Her youth came home to him then—the crude, arrogant childishness of her.

‘My dear,’ he said, ‘so many people are disgusting about so many things.’

‘Most people are swine, of course,’ agreed Egg cheerfully. ‘That’s why I’m really cut up about old Mr Babbington. Because you see, he really was rather a pet. He prepared me for confirmation and all that, and though of course a lot of that business is all bunkum, he really was rather sweet about it. You see, Mr Satterthwaite, I really believe in Christianity—not like Mother does, with little books and early service, and things—but intelligently and as a matter of history. The Church is all clotted up with the Pauline tradition—in fact the Church is a mess—but Christianity itself is all right. That’s why I can’t be a communist like Oliver. In practice our beliefs would work out much the same, things in common an downership by all, but the difference—well, I needn’t go into that. But the Babbingtons really were Christians; they didn’t poke and pry and condemn, and they were never unkind about people or things. They were pets—and there was Robin…’

‘Robin?’

‘Their son…He was out in India and got killed…I—I had rather a pash on Robin…’

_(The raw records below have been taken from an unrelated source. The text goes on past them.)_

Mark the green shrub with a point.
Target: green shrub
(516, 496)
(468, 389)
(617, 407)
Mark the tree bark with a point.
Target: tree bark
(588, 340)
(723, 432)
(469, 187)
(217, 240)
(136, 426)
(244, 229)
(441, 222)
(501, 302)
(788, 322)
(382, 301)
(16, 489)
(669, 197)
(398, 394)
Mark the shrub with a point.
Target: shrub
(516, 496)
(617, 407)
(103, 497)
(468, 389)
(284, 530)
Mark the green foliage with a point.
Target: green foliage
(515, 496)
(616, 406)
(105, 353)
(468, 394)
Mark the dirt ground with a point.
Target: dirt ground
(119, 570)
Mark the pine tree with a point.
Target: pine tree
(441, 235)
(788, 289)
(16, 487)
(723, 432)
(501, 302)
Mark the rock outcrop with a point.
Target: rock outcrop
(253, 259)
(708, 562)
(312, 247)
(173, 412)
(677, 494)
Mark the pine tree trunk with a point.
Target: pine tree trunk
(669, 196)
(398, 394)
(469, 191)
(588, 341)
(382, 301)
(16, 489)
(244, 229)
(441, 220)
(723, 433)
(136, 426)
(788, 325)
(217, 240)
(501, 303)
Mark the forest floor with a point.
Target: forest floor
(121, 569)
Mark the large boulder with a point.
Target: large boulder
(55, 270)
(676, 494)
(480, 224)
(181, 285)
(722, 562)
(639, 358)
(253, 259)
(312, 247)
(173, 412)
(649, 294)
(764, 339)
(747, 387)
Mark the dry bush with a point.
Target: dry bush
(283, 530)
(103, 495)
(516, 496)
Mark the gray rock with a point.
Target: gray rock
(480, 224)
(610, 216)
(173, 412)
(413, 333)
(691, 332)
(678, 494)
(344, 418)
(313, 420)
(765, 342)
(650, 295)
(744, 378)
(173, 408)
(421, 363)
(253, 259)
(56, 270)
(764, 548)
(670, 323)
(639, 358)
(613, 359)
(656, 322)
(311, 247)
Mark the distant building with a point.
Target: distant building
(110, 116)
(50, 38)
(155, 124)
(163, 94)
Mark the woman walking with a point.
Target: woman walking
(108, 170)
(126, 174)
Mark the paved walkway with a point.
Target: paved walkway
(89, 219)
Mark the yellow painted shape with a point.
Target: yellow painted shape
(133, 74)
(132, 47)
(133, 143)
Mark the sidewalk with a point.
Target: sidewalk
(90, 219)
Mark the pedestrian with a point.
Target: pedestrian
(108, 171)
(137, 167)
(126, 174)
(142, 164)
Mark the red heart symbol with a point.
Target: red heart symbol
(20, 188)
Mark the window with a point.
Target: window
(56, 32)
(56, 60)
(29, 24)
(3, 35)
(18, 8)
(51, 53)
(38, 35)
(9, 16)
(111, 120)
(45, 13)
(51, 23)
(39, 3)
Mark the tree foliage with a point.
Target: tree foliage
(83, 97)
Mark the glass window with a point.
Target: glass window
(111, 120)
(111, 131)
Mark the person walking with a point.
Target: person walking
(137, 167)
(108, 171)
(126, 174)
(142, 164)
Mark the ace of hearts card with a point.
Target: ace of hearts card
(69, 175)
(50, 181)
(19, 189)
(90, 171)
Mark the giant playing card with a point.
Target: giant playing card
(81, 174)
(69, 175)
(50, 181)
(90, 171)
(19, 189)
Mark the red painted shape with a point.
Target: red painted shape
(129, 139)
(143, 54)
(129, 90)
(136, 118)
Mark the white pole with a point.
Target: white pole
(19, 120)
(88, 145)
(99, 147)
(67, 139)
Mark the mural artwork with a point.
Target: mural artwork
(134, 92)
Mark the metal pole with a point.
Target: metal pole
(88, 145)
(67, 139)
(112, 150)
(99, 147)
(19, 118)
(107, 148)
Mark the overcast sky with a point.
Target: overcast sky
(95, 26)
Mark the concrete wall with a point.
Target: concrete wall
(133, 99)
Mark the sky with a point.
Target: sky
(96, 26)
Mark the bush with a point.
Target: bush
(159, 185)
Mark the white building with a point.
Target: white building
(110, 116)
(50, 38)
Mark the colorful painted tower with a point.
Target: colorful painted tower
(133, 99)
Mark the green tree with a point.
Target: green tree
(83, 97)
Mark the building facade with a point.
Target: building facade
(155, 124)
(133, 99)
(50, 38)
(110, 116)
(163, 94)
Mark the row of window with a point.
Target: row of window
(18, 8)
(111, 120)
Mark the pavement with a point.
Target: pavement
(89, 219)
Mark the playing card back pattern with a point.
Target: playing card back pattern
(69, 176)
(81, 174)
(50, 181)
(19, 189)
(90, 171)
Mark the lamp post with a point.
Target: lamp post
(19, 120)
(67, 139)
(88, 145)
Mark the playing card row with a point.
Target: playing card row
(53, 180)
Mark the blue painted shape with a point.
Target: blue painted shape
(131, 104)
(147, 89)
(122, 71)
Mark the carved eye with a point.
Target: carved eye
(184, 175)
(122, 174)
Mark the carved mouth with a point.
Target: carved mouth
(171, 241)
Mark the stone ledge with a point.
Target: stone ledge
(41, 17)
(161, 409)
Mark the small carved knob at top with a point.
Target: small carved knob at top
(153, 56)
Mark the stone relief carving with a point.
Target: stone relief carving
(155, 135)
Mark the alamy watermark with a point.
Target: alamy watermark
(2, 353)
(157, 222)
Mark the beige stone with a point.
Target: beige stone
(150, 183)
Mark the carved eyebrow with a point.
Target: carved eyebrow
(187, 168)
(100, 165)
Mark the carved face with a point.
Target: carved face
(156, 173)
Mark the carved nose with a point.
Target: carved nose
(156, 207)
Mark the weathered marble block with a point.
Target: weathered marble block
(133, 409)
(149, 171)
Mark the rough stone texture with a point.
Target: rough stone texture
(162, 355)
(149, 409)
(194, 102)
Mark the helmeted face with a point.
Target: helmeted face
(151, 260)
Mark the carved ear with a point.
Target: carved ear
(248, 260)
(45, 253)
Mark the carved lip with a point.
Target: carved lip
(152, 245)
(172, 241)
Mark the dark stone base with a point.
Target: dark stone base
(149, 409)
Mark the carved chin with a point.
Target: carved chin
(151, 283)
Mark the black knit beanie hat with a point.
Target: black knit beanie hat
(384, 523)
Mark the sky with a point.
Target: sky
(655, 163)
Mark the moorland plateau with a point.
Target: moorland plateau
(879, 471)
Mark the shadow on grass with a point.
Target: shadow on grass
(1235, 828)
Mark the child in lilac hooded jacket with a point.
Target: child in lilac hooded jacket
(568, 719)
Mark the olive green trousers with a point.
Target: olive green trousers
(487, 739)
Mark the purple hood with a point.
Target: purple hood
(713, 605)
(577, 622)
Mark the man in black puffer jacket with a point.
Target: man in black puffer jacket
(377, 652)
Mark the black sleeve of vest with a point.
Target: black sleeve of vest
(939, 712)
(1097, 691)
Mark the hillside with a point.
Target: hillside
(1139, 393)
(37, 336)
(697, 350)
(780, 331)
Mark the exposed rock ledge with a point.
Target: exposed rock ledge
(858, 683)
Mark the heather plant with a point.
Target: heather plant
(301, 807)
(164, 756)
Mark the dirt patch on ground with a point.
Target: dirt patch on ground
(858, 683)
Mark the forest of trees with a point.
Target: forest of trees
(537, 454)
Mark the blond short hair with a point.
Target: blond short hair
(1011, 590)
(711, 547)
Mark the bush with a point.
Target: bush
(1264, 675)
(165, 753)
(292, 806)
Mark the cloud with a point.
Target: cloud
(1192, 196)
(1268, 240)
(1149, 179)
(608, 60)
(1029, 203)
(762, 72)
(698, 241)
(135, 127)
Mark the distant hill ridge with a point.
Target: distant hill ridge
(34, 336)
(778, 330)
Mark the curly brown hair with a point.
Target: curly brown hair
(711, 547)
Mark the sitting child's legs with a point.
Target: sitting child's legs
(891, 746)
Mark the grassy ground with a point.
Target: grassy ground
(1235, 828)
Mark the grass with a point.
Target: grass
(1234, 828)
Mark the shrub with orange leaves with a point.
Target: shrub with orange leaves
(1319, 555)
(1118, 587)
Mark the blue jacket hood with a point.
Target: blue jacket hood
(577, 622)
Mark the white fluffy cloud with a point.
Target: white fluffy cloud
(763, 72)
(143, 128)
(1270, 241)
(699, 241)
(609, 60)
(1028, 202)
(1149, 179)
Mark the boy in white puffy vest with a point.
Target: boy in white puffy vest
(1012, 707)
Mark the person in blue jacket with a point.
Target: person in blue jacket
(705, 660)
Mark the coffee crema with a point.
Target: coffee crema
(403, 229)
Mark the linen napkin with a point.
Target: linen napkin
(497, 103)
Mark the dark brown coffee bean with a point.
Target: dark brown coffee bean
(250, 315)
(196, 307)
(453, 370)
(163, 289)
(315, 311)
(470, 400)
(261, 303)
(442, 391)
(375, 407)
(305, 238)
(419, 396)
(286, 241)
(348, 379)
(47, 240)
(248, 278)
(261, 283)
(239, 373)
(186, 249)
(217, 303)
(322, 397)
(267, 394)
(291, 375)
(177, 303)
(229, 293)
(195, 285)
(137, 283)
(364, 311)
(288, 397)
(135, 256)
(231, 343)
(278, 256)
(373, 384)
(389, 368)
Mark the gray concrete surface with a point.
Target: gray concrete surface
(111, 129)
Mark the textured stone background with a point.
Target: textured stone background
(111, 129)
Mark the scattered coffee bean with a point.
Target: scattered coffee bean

Egg blinked. Her gaze went out to sea…

Then her attention returned to Mr Satterthwaite and the present.

‘So, you see, I feel rather strongly about this. Supposing it wasn’t a natural death…’

‘My dear child!’

‘Well, it’s damned odd! You must admit it’s damned odd.’

‘But surely you yourself have just practically admitted that the Babbingtons hadn’t an enemy in the world.’